Patrizia recently acquired a student-housing portfolio in Denmark, a residential scheme in Ireland with around 1,500 units, and a build-to-rent development in Reading, UK, with 281 apartments.
Dietert said. “The Living Cities fund focuses heavily on ESG, high quality locations, all within walking distance to schools, kindergartens, supermarkets.
“We use data intelligence to assess and compare the quality of the locations or districts within cities, even to postcode level, to help make our investment decisions.”
Data intelligence means that Patrizia scouts the market using publicly available data, combined with its own data sets and algorithms to evaluate the performance of locations within cities and down to street level.

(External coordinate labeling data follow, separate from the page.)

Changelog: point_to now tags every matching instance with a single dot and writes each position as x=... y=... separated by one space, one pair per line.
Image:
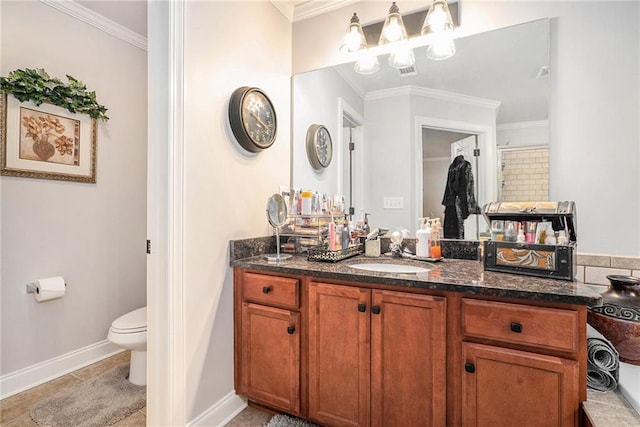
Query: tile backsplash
x=593 y=269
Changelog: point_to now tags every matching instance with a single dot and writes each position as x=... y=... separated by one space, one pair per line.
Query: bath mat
x=281 y=420
x=102 y=401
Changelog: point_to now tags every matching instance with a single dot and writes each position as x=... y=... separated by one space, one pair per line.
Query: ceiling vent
x=543 y=72
x=408 y=71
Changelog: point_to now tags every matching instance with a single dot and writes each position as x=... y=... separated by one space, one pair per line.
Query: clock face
x=252 y=118
x=258 y=118
x=324 y=147
x=319 y=146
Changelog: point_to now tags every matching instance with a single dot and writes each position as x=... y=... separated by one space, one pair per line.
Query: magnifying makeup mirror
x=277 y=216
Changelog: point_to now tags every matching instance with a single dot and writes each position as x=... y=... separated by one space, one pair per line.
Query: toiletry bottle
x=366 y=227
x=423 y=238
x=332 y=235
x=346 y=235
x=307 y=198
x=530 y=234
x=436 y=250
x=562 y=238
x=509 y=231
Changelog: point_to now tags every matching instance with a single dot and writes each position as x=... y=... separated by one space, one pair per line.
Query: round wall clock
x=319 y=146
x=252 y=118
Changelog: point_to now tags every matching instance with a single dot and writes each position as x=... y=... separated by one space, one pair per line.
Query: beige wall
x=92 y=234
x=225 y=188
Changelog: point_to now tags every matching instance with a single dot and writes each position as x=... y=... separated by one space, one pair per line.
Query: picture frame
x=46 y=142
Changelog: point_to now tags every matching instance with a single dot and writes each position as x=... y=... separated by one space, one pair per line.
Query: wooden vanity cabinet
x=356 y=354
x=376 y=357
x=267 y=356
x=523 y=368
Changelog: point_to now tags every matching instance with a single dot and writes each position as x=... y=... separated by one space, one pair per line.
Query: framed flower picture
x=46 y=141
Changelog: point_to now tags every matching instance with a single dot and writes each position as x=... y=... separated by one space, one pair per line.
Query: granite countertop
x=458 y=275
x=606 y=409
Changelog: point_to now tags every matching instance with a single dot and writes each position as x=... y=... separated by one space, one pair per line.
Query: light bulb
x=367 y=64
x=393 y=29
x=354 y=40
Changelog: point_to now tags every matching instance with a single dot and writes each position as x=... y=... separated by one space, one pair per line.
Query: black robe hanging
x=459 y=200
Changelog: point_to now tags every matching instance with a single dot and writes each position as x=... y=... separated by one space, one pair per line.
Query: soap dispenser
x=423 y=238
x=366 y=228
x=435 y=250
x=346 y=234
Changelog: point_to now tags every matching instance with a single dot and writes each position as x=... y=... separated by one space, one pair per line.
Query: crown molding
x=312 y=8
x=98 y=21
x=435 y=94
x=308 y=9
x=534 y=124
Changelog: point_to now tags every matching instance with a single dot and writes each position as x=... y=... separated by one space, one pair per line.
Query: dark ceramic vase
x=618 y=318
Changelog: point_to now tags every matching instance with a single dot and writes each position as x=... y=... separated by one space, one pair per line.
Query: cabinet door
x=408 y=345
x=339 y=365
x=503 y=387
x=271 y=356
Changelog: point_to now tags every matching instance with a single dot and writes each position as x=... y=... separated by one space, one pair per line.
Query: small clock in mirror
x=252 y=118
x=319 y=146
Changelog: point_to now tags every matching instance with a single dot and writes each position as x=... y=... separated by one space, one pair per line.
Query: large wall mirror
x=407 y=127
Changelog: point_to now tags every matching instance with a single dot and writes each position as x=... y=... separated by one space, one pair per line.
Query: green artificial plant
x=37 y=86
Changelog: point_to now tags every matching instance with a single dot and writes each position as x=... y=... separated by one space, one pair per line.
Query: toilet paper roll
x=49 y=288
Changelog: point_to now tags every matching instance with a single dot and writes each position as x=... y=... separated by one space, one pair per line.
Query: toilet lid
x=135 y=321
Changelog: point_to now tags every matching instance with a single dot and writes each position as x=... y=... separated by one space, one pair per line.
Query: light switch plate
x=393 y=203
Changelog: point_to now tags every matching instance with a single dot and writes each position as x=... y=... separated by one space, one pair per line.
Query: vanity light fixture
x=394 y=31
x=439 y=24
x=354 y=40
x=436 y=28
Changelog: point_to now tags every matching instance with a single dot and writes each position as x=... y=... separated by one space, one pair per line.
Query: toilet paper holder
x=33 y=289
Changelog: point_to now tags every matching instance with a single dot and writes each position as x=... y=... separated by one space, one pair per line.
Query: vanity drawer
x=271 y=290
x=548 y=328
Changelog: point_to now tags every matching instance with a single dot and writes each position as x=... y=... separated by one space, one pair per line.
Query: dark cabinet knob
x=516 y=327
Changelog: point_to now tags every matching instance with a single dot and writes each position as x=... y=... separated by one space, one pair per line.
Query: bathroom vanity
x=454 y=345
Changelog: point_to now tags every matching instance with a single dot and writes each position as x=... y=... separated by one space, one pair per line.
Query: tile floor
x=14 y=410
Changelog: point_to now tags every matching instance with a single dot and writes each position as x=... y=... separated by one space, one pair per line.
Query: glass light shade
x=443 y=48
x=354 y=40
x=393 y=29
x=367 y=64
x=402 y=57
x=438 y=18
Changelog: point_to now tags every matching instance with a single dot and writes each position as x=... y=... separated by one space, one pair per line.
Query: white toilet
x=129 y=331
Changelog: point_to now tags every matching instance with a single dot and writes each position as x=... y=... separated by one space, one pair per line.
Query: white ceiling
x=131 y=14
x=500 y=65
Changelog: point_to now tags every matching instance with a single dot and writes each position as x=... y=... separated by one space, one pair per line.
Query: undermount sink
x=390 y=268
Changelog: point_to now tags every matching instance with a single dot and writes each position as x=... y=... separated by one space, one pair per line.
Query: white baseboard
x=221 y=412
x=31 y=376
x=629 y=384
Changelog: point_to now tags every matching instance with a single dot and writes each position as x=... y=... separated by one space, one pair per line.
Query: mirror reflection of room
x=496 y=86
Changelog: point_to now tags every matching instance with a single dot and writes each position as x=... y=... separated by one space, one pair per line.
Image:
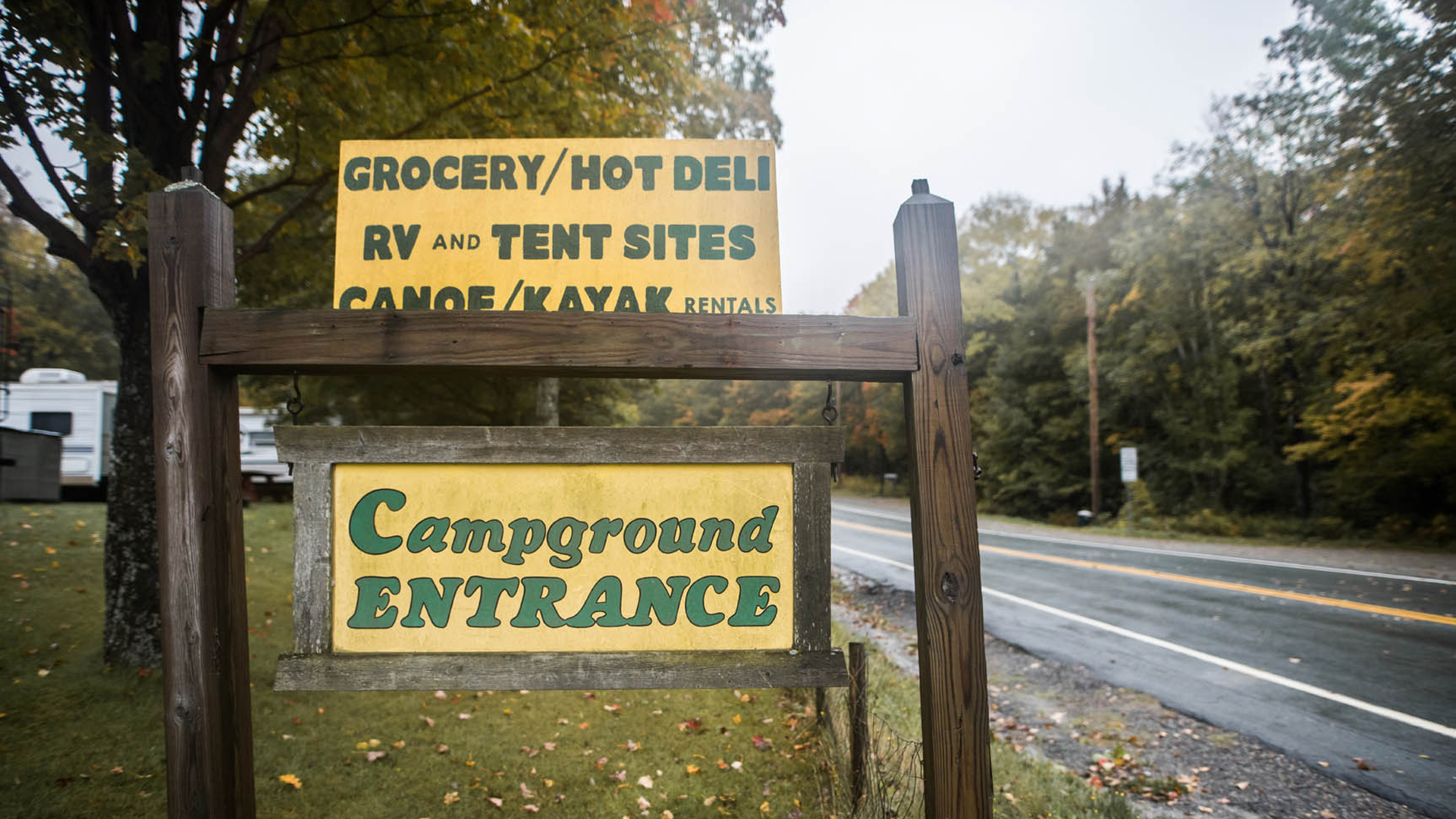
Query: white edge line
x=1197 y=654
x=1201 y=556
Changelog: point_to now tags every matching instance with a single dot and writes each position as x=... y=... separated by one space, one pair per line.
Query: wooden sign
x=590 y=224
x=525 y=557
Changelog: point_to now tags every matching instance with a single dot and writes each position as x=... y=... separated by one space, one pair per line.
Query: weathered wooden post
x=204 y=608
x=858 y=722
x=943 y=515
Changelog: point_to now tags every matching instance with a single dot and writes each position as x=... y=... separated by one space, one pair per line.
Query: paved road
x=1324 y=664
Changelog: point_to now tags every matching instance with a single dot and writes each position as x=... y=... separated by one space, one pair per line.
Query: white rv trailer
x=80 y=411
x=64 y=403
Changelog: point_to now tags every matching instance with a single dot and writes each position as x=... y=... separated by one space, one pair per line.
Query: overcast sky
x=1043 y=98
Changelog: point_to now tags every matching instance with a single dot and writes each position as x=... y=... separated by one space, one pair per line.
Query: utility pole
x=1092 y=431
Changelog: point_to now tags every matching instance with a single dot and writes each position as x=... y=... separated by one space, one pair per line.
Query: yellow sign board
x=592 y=224
x=516 y=557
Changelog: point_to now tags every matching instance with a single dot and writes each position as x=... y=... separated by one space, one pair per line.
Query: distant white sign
x=1128 y=455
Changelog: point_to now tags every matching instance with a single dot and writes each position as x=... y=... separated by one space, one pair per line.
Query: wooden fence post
x=204 y=607
x=858 y=722
x=943 y=515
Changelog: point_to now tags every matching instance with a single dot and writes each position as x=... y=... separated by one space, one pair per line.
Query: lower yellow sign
x=522 y=557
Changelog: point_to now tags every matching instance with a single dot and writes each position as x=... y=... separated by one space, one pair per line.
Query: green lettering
x=655 y=599
x=568 y=548
x=717 y=528
x=473 y=534
x=604 y=599
x=753 y=602
x=491 y=589
x=539 y=596
x=755 y=534
x=428 y=534
x=603 y=529
x=631 y=532
x=362 y=522
x=676 y=535
x=437 y=602
x=373 y=601
x=526 y=538
x=696 y=614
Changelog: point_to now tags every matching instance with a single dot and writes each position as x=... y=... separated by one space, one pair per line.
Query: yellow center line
x=1225 y=585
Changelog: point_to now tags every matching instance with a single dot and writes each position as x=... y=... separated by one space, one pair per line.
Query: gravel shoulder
x=1440 y=566
x=1171 y=764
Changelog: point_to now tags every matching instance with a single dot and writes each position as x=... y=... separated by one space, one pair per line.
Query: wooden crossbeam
x=661 y=346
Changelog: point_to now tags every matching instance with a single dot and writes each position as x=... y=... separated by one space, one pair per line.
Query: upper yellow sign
x=683 y=226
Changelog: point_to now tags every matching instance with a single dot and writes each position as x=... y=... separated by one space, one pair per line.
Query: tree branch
x=258 y=246
x=61 y=241
x=20 y=114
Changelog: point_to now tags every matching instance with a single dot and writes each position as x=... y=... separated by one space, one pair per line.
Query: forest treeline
x=1276 y=319
x=1276 y=322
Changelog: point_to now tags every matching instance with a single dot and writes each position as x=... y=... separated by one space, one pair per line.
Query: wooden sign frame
x=315 y=450
x=201 y=343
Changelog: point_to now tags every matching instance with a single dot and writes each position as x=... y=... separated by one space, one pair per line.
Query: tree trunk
x=133 y=629
x=548 y=403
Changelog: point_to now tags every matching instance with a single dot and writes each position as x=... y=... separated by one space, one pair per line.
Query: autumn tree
x=109 y=101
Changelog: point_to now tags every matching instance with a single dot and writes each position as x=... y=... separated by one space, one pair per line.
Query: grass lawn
x=80 y=739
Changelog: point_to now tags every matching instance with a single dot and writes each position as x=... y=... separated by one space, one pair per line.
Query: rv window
x=52 y=422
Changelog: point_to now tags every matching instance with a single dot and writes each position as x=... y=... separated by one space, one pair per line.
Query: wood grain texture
x=551 y=670
x=560 y=445
x=943 y=513
x=312 y=556
x=204 y=608
x=811 y=547
x=664 y=346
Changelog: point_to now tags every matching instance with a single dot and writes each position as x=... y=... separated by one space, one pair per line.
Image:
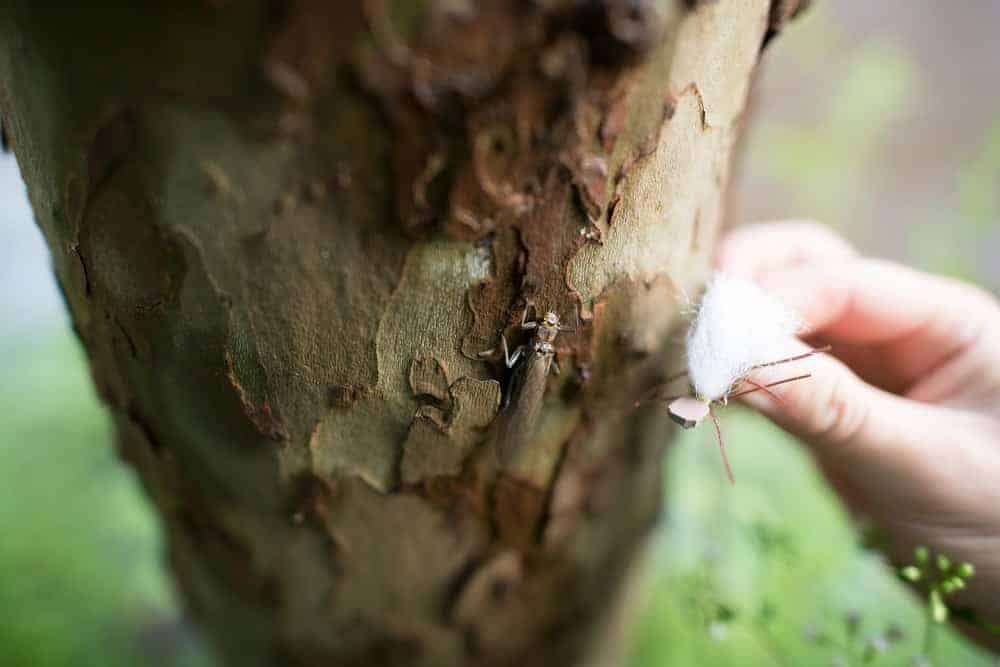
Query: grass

Inflation concerns fuelling investors appetite
Patrizia is seeking to raise more capital for the fund to take to at least €2bn this year.
The vehicle recorded 10.7% year-on-year return in the third quarter of 2021, and is on track to beat its annual target of 6-7%.
“Over a 10-year period we aim to achieve an average 6-7% total return each year in the market,” said Chilten Allen, head of funds capital markets. “The key for us is to be the market fund of choice and outperform the market.”
Investors’ appetite is coming from pension funds, insurance companies and other types of investors worldwide, he said, adding that “many investors are underweight in residential”.
He said: “We are [also] seeing an uptick in interest from investors because of concern regarding inflation in the near future.
“Residential is great because shorter leases allow you to catch the inflation quicker than commercial leases [and] investors are definitely looking at residential for that.”
Living Cities complies with Article 8 of the EU’s Sustainable Finance Disclosure Regulation (SFDR). “Having ESG-proof quality assets and this inflationary-linked income in the fund is a key strategy,” Allen said.